Again, for each of the axes the presence or absence of relevant symptoms is established. In the MNCD classification, the number, from 0 to 4, is placed as a subscript next to N: N 0 (no sub-axis with symptoms); N 1 (1 sub-axis with symptoms); N 2 (2 sub-axes with symptoms); N 3 (3 sub-axes with symptoms); N 4 (all sub-axes with symptoms). Each sub-axis is scored as 1 when symptoms are clinically relevant at the discretion of the neurologist; in sub-axis 1 (neuropsychiatric symptoms), depression, anxiety, apathy, visual hallucinations, psychosis, impulse control disorder, etc. [20]; in sub-axis 2 (autonomic dysfunction), cardiovascular (orthostatic hypotension, syncope, supine hypertension, postprandial hypotension), gastrointestinal (constipation, obstipation, nausea, vomiting, early satiety), urinary (urgency, frequency, noctoria, urinary retention, incontinence), sexual (sexual dysfunction, impotence) and other dysautonomic symptoms (anhidrosis, compensatory hyperhidrosis, venous pooling, acral color changes, dry mouth, etc.) [21]; in sub-axis 3 (sleep disturbances and fatigue), physical fatigue, insomnia, fragmented sleep, excessive daytime sleepiness (EDS), periodic limb movements in sleep (PLMS), restless legs syndrome (RLS), sleep apnea, rapid eye movement sleep behavior disorder (RBD), etc. [22]; in sub-axis 4 (pain and sensory disorders), pain and related symptoms, abnormal sensations, vestibular deficits, hyposmia, color vision deficits, etc. [23].

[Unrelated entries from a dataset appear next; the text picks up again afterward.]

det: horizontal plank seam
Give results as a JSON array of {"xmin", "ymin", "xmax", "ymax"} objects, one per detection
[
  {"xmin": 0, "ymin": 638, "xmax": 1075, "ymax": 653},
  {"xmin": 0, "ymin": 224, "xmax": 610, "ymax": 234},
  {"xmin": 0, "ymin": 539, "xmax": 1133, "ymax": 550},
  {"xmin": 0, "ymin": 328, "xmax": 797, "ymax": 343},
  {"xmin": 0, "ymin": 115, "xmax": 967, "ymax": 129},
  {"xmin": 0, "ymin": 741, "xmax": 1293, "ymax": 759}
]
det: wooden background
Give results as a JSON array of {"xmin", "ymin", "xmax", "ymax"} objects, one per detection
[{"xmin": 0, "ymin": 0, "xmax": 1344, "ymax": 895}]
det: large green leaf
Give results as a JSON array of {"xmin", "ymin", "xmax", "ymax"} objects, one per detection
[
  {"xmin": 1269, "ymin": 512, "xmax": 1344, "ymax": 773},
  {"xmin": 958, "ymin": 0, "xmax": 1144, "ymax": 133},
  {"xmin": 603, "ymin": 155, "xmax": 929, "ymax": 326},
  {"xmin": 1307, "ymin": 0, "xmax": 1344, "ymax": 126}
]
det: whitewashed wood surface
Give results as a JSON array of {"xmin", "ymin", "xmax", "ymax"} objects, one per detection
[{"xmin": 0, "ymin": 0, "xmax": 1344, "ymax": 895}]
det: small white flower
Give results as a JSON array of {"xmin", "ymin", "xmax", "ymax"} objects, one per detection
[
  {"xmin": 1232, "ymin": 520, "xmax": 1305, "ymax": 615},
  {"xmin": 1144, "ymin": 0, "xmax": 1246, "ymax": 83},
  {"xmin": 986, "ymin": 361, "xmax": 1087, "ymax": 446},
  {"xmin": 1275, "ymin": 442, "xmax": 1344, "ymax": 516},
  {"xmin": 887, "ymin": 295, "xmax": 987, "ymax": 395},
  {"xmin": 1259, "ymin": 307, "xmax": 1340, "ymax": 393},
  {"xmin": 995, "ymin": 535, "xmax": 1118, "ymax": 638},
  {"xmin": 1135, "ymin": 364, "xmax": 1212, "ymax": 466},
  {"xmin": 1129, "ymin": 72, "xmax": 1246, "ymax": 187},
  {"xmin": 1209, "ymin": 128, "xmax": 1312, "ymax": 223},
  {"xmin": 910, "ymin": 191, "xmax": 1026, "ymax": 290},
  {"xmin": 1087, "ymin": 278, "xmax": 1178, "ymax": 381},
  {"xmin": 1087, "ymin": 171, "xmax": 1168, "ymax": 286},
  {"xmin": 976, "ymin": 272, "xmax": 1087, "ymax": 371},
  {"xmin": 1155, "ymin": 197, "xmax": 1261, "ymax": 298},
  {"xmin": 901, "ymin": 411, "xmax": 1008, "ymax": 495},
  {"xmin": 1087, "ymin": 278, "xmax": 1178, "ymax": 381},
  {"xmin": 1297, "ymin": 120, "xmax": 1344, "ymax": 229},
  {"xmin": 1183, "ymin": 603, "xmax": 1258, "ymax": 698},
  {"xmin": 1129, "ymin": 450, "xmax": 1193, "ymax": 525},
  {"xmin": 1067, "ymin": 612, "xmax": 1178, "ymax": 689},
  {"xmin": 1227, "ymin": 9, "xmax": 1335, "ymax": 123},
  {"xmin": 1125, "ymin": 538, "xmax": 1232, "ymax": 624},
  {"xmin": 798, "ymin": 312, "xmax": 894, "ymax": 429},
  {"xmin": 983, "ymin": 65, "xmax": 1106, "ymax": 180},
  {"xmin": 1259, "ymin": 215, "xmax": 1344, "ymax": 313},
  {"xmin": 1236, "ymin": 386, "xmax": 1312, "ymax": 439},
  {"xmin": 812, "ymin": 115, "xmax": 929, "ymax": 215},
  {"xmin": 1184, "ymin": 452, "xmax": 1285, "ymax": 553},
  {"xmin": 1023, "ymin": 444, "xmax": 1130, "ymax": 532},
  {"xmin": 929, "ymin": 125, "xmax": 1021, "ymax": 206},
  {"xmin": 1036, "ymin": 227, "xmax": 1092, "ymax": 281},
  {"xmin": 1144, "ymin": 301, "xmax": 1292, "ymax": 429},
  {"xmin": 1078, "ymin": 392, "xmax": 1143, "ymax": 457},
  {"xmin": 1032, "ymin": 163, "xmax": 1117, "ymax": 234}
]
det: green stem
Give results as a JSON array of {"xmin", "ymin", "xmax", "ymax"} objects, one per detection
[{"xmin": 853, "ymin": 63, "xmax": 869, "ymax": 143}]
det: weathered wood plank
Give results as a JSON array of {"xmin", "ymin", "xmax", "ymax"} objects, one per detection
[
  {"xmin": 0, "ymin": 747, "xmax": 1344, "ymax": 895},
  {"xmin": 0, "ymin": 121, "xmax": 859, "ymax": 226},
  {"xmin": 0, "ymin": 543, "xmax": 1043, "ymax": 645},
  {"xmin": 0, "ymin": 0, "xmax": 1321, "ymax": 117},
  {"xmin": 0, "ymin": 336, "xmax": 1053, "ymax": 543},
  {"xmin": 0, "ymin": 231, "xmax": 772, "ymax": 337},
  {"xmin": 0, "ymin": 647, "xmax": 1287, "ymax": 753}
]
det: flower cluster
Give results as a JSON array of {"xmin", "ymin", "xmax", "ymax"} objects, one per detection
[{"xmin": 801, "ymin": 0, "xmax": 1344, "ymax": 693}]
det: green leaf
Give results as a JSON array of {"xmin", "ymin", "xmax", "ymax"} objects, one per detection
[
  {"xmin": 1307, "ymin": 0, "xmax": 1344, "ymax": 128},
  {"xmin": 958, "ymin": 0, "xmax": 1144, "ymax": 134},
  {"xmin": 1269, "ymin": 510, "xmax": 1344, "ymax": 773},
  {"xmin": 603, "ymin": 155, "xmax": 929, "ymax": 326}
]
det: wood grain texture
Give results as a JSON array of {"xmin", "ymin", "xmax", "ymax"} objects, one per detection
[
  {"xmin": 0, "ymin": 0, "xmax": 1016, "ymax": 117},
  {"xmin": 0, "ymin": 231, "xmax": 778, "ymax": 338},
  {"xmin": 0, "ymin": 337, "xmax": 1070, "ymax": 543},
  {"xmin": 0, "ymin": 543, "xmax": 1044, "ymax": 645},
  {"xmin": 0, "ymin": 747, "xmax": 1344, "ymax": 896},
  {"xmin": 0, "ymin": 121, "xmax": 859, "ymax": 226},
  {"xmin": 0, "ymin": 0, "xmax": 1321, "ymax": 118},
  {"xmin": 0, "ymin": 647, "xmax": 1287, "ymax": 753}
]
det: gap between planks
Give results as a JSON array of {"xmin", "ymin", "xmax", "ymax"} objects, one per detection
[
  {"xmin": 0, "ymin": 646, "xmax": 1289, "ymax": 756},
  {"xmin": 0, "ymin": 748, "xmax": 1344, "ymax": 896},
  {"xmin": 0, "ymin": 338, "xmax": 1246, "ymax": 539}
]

Again, using the NIHSS as a model, MNCD classification would indicate which axis is showing symptoms: e.g., N 2 (1100), a patient with at least one neuropsychiatric symptom (e.g., depression) and one dysautonomic symptom (e.g., orthostatic hypotension) but without relevant symptoms regarding fatigue, sleep, pain and sensory symptoms; N 2 (1001), a patient with anxiety and pain but no other significant NMS; N 3 (1110), a patient with visual hallucinations, constipation, and EDS such as disabling NMS. In summary, the information about axis 2 would be displayed as N 0-4 (_ _ _ _).

Third Axis

The third axis considered was Cognition (C). Cognition was considered by itself as a single axis (without sub-axes) with 3 excluding options (only one option is possible): 0, normal cognition; 1, mild cognitive impairment; 2, dementia. In clinical and research settings, the term ‘mild cognitive impairment’ is applied to PD patients who present cognitive complaints and whose neuropsychological examinations confirm the deficits, but PD dementia criteria cannot be fulfilled due to the lack of overt functional decline related to cognitive impairment [24]. In broad terms, mild cognitive impairment can be defined as a cognitive decline from a previous performance baseline, that is considered abnormal for the patient’s age, but with retention of normal daily functioning [25]. In the MNCD classification, the number, from 0 to 2, is placed as a subscript next to C: C 0 (normal cognition); C 1 (mild cognitive impairment); C 2 (dementia). The information about axis 3 would be presented as C 0-2 (_).

Fourth Axis

The fourth axis considered was Dependency for ADL (D). Two major groups of ADL have been reported: ‘basic’ activities related to self-care, such as bathing, dressing, eating, voluntary control of sphincters, grooming and walking; and ‘instrumental’ activities, such as light housework, preparing meals, taking medications, shopping for groceries or clothes, using the telephone and managing money [26,27]. Dependency was considered by itself as a single axis (without sub-axes) with 3 excluding options (only one option is possible): 0, independence for ADL; 1, dependency for instrumental but not for basic ADL; 2, dependency for basic ADL.